The Socialist minister celebrated that this drop in use of energy was seen despite most of the country being in the middle of a heatwave. For this, she thanked households and businesses for their "civic commitment" and understanding of the context of the new measures.
According to Ribera, this is provisional data that compares the energy demand of the first two weeks of August and the effect of the measures that came into force seven days ago.
The decree sees temperature controls applied to public administration buildings, shops, supermarkets, cultural spaces such as cinemas and theaters, and also in transport stations. Here, the lowest temperature that can be set during the summer will be 27°C.

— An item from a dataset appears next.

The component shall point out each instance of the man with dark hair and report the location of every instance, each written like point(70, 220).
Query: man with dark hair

However, the regulation will not be applied to hospitals, educational centers, hairdressers, or hotel rooms. No temperature limit is introduced in private homes.
Some workplaces where workers are forced to do a lot of movements, such as bars and restaurants, can lower the thermostat to 25°C.
Ribera also spoke about the first two months of application of the cap on gas prices in Spain and Portugal, saying it is an "effective mechanism." She claims that domestic and industrial consumers have saved €1.383 million – about €22,000 per day – thanks to the measure.